Une des premières briques, selon moi la première, celle qui sert à l’inauguration et aux photos, est le travail en équipe. C’est-à-dire une petite unité d’une dizaine d’intervenants à domicile qui œuvre sur un secteur limité. Pour parvenir à une approche holistique de l’accompagnement, il est nécessaire que l’intervention ne soit pas reliée à un professionnel mais à un ensemble de professionnels en communion constante. Et la sortie de l’intervention minutée est une sortie nécessairement holistique. Ce qui va permettre de se concentrer et de se concerter sur l’ensemble des besoins de la personne aidée, y compris sur les aspects sociaux, émotionnels et spirituels sans oublier les impacts de l’environnement (humain, technique, financier...). Le travail en équipe coordonné va entraîner des décisions indispensables. L’une concerne l’autonomie de l’équipe face au contexte qu’il soit hiérarchique ou réglementaire. Qui dit autonomie, dit prises de décision, développement de nouvelles expertises, complémentarité des profils ; qui dit autonomie, dit subsidiarité et non délégations ; qui dit collectif autonome, dit confiance absolue envers l’équipe, supprimant le contrôle pour l’autocontrôle.

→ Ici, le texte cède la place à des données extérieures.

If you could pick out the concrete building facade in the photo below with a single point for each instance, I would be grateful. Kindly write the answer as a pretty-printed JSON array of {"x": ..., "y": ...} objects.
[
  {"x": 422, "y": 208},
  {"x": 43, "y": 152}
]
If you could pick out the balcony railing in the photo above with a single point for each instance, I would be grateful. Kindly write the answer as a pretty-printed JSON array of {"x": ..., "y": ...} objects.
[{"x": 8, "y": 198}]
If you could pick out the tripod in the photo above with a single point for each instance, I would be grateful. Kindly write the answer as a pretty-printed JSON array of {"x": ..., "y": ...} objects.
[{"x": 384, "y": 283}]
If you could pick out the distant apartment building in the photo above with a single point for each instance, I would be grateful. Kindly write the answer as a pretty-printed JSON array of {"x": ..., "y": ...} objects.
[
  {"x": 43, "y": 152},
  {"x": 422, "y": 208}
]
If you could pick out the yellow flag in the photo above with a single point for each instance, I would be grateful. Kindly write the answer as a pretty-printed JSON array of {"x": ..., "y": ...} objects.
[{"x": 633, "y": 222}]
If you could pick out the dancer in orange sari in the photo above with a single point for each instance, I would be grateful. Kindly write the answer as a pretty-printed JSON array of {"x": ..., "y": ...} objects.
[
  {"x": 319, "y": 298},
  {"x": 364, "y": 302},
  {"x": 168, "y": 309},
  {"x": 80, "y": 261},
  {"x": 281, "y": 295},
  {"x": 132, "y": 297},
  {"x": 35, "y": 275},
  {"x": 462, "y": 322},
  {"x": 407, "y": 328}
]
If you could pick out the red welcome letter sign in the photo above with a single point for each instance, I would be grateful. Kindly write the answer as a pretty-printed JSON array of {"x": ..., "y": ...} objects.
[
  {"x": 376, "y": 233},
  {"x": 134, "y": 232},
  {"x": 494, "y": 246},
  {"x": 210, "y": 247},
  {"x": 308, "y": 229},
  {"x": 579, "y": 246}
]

La mutualisation est la clef de voûte de la sortie de la tarification à l’heure
Une fois posé ce beau parpaing, il est concevable de passer à la seconde étape. Elle est ambitieuse et volontariste. Elle va nécessiter une petite révolution légale mais aussi sociale et citoyenne. C’est pour cela qu’elle est intéressante à bien des titres. C’est le sacrifice de la confiance absolue envers le collectif. Pas seulement celui de l’équipe d’intervenants car j’évoque, ici, le collectif des bénéficiaires accompagnés sur le territoire de l’équipe autonome. La mutualisation des plans d’aide de tous les bénéficiaires sur un secteur géographique identifié est la clé de voûte de la sortie de la tarification à l’heure. Prenons un exemple, sur le quartier XYZ, l’équipe soutient à domicile trente bénéficiaires de l’APA et cinq en PCH pour un total d’heures de prestations possibles de 1.200 heures par mois. Retenons les éléments majeurs, facteurs clés de la réussite : 1.200 heures d’accompagnement – 35 bénéficiaires – 10 intervenants à temps plein et laissons la main aux besoins de chaque personne aidée dans une unité de temps qui est le jour J et le moment T. Laissons la main aux professionnels pour répondre aux attentes des 35 bénéficiaires, pour planifier, pour prioriser, pour optimiser, pour négocier, pour favoriser une meilleure compréhension mutuelle de la continuité du prendre-soin, pour optimiser la satisfaction individuelle et collective. Plus de minutage par la télégestion ! Plus de recherche de la performance mais place à l’efficience, la vraie, celle qui garantit la robustesse du modèle : faire au mieux des intérêts de chacun avec les moyens dont l’on dispose. Et c’est par la mutualisation des moyens que l’on peut parvenir à l’efficience citoyenne tout en garantissant des conditions de travail de meilleure qualité. Car le pouvoir d’agir de l’intervenant est un puissant levier pour minimiser le stress, pour favoriser le développement de nouvelles pratiques et ainsi renforcer l’expertise détenue par le professionnel et par l’équipe dont fait partie ce professionnel. C’est également un atout de valorisation, de motivation, de « nouveau » sens donné à ce métier. Et je n’oublie pas que sortir de l’horodatage, c’est redonner de la flexibilité pour une intervention globale du bénéficiaire qui peut ainsi cibler des besoins (sociaux particulièrement) mis de côté par le réflexe de l’urgence et de la tâche quotidienne à accomplir vaille que vaille parce que c’est écrit dans un plan d’aide.
Tout concourt à revenir à l’essentiel d’un prendre-soin humaniste, comme le dit Cynthia Fleury. Prendre le chemin d’une relation symbiotique entre personne aidée et professionnel soutenant est le passage obligé d’une politique de santé publique devenue conciliatrice et intelligente mais aussi efficace.